By Daniel Winogradoff, Albums Editor

kari-faux-primary-cover

SCORE: 7.2

Little Rock, Arkansas is not especially known for fostering creative outlets for artists. However, pop culture consumers – specifically those fond of Childish Gambino, Isaiah Rashad, photographer Tyler Mitchell or HBO’s hit series “Insecure” – certainly recognize Kari Faux, Little Rock’s current champion of sound.

Following her 2016 debut album, Lost En Los Angeles, Faux is back in the game with her impressive seven song EP, Primary.

Primary is refined and ambidextrous. The juxtaposition between sexy New York, disco-inspired 808-packed jams and Faux’s airy, liquored flow makes for an entertaining listen full of swagger and smooth vibes. However, due to its short nature, the wasted spaces on this project are easily tracked and exposed.

The EP opens up with “Facetious,” Faux’s tone-setting track. After losing her phone in the club, Faux sings and raps about living blithely on a night where an ex presumably tries to get back with her. “I don’t mean to be facetious, ‘cause I see that you’ve been trying to reach me, saw your call was urgent, but I missed that shit on purpose,” Faux recites on the hook. The track is supplemented with voluminous drums and lonesome guitars programmed and produced by E-40 and Isaiah Rashad collaborator Park Ave. and Gage Lane.

The next track, the Jerry Paper-assisted “Gotta Know,” is a mesmerizing anthem about self-assurance and being genuine. Faux effortlessly details her individuality as an up-and-coming artist and person. Her buoyant lyricism is on full display, as she raps “Always had to think outside the box/ Gotta keep my debit cause I’m swiping like a fox” and “Shit, as long as I’m breathing/ Pull up to a fancy restaurant and order grilled cheeses.”

Another highlight of the project is Black Party-produced “Lowkey.” With friendly trap claps painting the background, Faux stresses to her new beau to keep their relationship on the DL.

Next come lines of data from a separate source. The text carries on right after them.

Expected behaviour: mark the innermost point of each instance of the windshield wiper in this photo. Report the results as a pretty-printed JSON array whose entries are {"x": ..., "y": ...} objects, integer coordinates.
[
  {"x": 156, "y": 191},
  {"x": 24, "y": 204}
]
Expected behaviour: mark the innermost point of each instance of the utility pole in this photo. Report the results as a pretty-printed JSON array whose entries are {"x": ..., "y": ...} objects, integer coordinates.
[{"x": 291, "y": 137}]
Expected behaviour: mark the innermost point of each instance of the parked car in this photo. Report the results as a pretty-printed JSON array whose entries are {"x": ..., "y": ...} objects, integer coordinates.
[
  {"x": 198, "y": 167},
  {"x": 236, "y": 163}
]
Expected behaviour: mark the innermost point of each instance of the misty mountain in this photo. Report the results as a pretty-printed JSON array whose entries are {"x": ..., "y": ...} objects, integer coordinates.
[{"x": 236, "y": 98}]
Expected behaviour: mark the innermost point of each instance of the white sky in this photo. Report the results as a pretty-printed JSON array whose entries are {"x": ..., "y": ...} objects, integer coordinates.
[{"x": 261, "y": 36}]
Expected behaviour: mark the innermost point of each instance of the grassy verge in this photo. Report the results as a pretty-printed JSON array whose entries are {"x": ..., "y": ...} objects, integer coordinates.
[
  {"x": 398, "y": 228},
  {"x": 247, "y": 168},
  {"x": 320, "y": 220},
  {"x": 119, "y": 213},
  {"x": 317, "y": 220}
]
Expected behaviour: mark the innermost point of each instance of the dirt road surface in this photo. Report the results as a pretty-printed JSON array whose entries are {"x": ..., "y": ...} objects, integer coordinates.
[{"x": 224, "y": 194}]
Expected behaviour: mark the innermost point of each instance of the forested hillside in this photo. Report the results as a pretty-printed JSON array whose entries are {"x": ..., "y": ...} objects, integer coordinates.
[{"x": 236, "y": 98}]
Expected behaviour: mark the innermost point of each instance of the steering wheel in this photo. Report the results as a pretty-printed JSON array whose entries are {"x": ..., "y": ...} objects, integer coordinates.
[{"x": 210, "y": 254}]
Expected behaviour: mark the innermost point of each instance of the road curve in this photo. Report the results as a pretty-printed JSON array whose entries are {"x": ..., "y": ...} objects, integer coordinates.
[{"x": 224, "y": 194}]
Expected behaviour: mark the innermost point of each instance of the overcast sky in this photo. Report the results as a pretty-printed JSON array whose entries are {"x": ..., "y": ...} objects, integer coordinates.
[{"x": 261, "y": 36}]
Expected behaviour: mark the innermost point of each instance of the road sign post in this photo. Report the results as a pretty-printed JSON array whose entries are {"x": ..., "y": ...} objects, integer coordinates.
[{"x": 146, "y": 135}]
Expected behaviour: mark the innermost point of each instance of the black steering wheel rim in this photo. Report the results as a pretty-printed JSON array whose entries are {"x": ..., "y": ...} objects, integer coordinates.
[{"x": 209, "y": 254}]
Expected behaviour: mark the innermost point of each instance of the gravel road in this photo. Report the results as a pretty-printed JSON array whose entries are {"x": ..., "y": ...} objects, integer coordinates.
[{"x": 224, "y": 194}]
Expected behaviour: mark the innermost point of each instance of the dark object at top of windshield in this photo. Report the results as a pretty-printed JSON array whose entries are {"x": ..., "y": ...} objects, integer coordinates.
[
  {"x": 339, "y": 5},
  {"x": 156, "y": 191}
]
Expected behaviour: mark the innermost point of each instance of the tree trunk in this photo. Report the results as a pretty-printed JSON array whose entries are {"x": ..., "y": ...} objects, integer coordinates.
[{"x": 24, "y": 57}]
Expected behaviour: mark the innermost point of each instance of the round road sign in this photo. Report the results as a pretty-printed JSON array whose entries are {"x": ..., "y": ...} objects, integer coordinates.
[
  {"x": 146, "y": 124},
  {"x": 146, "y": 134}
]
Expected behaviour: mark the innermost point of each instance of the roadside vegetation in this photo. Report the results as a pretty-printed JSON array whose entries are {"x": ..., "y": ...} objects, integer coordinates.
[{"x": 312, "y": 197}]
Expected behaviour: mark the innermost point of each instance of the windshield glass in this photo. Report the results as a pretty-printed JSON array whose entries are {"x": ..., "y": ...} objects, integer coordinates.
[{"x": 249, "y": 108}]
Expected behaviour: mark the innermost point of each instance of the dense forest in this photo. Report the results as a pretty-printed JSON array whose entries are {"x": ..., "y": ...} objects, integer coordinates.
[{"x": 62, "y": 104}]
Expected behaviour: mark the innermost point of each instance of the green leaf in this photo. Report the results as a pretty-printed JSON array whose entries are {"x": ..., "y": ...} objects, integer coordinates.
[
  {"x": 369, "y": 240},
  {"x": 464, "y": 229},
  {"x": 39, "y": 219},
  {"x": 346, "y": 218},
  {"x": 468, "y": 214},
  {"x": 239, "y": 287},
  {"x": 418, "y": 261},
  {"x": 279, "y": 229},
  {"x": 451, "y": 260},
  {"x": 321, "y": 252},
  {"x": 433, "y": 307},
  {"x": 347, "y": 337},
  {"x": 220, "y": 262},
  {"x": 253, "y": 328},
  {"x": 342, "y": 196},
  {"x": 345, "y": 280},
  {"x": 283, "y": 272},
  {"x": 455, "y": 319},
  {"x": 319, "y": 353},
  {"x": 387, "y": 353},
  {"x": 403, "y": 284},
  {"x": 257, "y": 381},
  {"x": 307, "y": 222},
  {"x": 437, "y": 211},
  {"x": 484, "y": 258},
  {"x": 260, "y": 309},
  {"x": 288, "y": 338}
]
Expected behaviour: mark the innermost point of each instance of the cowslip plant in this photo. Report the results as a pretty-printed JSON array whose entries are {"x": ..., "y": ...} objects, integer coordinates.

While Faux shows a knack for gregarious sounds and contemporary romanticism all over this project, Faux’s one area of weakness is a lack of vocalic expansion, figuratively speaking. Faux, at times, fails to draw onto certain thematic elements throughout the project. This is most exuberant on tracks like “Color Wheel” and “New Thang.” With repetition being burgeoningly annoying at times on a 20-minute project, listeners can easily be drawn away from the project over time.

Faux does have quite a lot to be excited for. A successful EP could easily thrust her into the spotlight she has so long been yearning for, especially since her Little Rock, Arkansas days. One thing’s for sure: Little Rock is proud of her work and she knows it, rapping “Baby, I’m the coolest thing that’s coming out of Little Rock.”